This video https://x.com/Sentdex/status/1845146540555243615 looks way too much like my dreams. This is almost exactly that happens when I sometimes try to jump high, it transforms me to a different place just like that. Things keep changing just like that. It's amazing to see how close it is to a real dream experience.
I noticed that all text looked garbled up when I had some lucid dreams. When diffusion models started to gain attention, I made the connection that text generated in generated images also looked garbled up.
Maybe all of those are clues that parts of the human subconscious mind operate pretty close to the principles behind diffusion models.
What’s amazing is that if you really start paying attention it seems like the mind is often doing the same thing when you’re awake, less noticeable with your visual field but more noticeable with attention and thoughts themselves.
Its interesting how much dreams differ from person to person. Mine tend to be completely coherant visually, to the point that I have used google maps in my dreams, and while the geography was inaccurate, it was consistent. However, I have never been lucid within a dream, maybe that makes a difference
How are you so sure this is like your dreams? If it was easy to accurately remember dreams why would they be all so smooshy and such a jumbled mess like in this video?
We are unconsciously (pun intended) implementing how brains work both in dream and wake states.
Can't wait until we add some kind of (lossless) memory to this models.
I can how this can already be used to generate realistic physics approximations in a game engine. You create a bunch of snippets of gameplay using a much heavier and realistic physics engine (perhaps even CGI). The model learn to approximate the physics and boom, now you have a lightweight physics engine. Perhaps you can even have several that are specialized (e.g. one for smoke dynamics, one for explosions, ...). Even if it allucinates, wouldn't be worse than the physics bugs that are so common in games.
Does it respects/builds some kind of game map in the process or is it just a bizarre psychedelic dream walk experience where you cannot go back the same place twice and space dimensions are just funny?

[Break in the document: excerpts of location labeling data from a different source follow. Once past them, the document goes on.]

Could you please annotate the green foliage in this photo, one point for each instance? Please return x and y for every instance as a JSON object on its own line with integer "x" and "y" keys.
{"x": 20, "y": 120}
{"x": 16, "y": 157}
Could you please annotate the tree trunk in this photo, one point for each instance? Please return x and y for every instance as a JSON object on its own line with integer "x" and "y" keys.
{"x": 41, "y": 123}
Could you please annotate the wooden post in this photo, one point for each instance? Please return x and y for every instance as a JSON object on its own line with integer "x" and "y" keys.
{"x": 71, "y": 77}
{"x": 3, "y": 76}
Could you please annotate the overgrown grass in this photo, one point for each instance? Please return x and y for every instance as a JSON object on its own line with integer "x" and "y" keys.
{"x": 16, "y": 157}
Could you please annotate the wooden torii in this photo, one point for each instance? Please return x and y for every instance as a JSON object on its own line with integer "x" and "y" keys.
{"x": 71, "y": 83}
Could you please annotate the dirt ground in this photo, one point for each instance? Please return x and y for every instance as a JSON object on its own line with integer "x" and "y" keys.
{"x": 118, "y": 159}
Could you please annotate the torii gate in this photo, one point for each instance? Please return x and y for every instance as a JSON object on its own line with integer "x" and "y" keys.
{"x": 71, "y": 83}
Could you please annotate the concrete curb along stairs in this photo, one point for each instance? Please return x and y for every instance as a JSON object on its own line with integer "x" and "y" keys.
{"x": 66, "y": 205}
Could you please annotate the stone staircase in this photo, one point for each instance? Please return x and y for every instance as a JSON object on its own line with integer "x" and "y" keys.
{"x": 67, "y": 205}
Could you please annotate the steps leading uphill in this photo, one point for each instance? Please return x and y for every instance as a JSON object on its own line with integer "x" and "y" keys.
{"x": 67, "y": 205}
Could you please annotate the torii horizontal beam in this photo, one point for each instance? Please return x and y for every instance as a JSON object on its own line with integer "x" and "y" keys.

Is a game map finite?
Just looking at the first video, there's a section where structures just suddenly appear in front of the player, so this does not appear to build any kind of map, or have any kind of meaningful awareness of something resembling a game state.
This is similar to LLM-based RPGs I've played, where you can pick up a sword and put it in your empty bag, and then pull out a loaf of bread and eat it.
Just skimmed the article but my guess is that it’s a dream type experience where if you turned around 180 and walked the other direction it wouldn’t correspond to where you just came from. More like an infinite map.
Just tried it out, and no. It doesn't have any sort of "map" awareness. It's very much in the "recall/replay" category of "AI" where it seems to accurately recall stuff that is part of the training dataset, but as soon as you do something not in there (like walk into a wall), it completely freaks out and spits out gibberish. Plausible gibberish, but gibberish none the less.
I _think_ I understand the basic premise behind stable diffusion, i.e., reverse the denoising process to generate realistic images but, as far as I know, this is always done at the pixel level. Is there any research attempting to do this at the 3D asset level, i.e., subbing in game engine assets (with position and orientation) until a plausible scene is recreated? If it were possible to do it that way, couldn't it "dream" up real maps, with real physics, and so avoid the somewhat noisy output these types of demo generate?
I think the closest we have right now is 3D gaussian splatting.
So far it's only been used to train a scene from photographs from multiple angles and rebuild it volumetrically by adjusting densities in a point-cloud.
But it might be possible to train a model on multiple different scenes, and perform diffusion on a random point cloud to generate new scenes.
Rendering a point cloud in real time is also very efficient, so it could be used to create insanely realistic game worlds instead of polygonal geometry.
> but, as far as I know, this is always done at the pixel level
Image models are NOT denoised at the pixel level - diffusion happens in latent space. This was one of the big breakthroughs that made all of this work well.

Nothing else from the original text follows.